Jan. 27 (Bloomberg) -- Gabon’s communications regulator suspended broadcasting by TV+, the television station owned by opposition leader Andre Mba Obame who declared himself president two days ago.
“The National Communication Council has decided to suspend the broadcasting license of TV+ for three months,” Godel Inanga, an adviser to the body, said in a statement read on state television late yesterday in the capital, Libreville. The suspension is effective from Jan. 26, he said.
Obame, the leader of the National Union party and a former interior minister, swore himself in live on TV+, a Libreville-based broadcaster, on Jan. 25. He also named a 19-member Cabinet, saying he was the winner of a presidential election held in August 2009.
Obame yesterday sought refuge in the United Nations Development Programme’s offices in Libreville, Sergeant Andre Nzamba, a police guard, said in an interview at the UNDP office. Police today drove away about 200 supporters from the UNDP building, Nzamba said.
Gabon, with a population of 1.5 million people, is sub-Saharan Africa’s fifth-biggest oil producer and the world’s fourth-largest producer of manganese, which is used to strengthen steel, according to the Web site of the U.S. Geological Survey.

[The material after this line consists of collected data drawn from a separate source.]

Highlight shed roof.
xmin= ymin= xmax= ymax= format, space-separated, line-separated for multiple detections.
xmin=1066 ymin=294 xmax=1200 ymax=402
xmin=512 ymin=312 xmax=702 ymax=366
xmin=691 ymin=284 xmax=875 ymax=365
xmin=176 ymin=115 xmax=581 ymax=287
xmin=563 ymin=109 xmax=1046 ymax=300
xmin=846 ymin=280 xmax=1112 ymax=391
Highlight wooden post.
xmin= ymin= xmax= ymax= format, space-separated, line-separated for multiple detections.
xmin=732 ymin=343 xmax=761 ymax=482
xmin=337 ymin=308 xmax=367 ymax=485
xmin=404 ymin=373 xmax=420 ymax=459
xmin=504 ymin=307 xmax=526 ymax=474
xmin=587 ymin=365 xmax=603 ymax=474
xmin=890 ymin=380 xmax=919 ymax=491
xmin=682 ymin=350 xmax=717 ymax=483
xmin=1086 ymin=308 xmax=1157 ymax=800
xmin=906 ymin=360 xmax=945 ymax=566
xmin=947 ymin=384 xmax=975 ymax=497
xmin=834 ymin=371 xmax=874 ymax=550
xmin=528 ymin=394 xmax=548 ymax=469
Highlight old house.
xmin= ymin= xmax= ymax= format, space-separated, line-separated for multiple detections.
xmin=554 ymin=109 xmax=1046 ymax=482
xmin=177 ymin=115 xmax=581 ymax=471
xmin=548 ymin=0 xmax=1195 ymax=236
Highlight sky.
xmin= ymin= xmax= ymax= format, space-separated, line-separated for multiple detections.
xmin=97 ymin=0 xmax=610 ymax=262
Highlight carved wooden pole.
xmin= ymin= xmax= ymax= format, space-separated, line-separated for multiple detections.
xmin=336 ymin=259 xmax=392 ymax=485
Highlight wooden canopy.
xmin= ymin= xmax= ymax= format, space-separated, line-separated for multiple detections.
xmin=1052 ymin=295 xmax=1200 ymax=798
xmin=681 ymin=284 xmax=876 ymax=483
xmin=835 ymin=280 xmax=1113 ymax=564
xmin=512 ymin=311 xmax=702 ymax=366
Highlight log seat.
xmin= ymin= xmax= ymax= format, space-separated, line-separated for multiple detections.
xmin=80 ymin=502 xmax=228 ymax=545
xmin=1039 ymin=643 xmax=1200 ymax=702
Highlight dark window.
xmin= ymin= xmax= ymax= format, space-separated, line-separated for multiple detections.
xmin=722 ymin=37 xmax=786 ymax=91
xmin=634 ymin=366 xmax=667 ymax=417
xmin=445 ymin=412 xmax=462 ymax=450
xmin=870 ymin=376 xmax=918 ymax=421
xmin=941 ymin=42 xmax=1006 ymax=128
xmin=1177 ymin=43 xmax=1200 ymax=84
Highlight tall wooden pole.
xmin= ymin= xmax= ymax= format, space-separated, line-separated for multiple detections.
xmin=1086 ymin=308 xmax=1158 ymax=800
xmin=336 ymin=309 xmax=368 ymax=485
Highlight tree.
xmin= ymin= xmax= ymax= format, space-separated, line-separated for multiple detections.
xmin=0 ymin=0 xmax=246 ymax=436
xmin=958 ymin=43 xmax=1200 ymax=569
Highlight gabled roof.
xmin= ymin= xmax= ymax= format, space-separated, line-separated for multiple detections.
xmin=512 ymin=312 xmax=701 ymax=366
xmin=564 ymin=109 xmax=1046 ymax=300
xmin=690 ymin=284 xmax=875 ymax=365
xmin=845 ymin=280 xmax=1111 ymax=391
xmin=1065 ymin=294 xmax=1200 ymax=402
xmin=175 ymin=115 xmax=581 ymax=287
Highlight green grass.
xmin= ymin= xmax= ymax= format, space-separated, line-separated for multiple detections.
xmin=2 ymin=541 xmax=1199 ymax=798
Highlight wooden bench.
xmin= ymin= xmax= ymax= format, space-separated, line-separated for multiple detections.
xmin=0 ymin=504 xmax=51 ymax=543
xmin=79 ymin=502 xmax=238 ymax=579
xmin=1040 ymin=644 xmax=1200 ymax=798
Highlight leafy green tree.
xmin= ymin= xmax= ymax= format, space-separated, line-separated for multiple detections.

Gabon’s Constitutional Court in October 2009 declared Ali Bongo Ondimba the winner of an Aug. 30 vote after dismissing opposition party challenges to the results. Pierre Mamboundou, leader of the Union of Gabonese People, garnered 25.64 percent of the ballots cast and Obame got 25.33 percent, the court said. Bongo, the son of Omar Bongo Ondimba, who ruled the country for 41 years before his death in June 2009, obtained 41.79 percent and was sworn in as president on Oct. 16, 2009.
The ruling Gabonese Democratic Party said Obame’s swearing in was “absurd and backward.” His party has been dissolved by the government, Deutsche Presse-Agentur reported today, without citing anyone.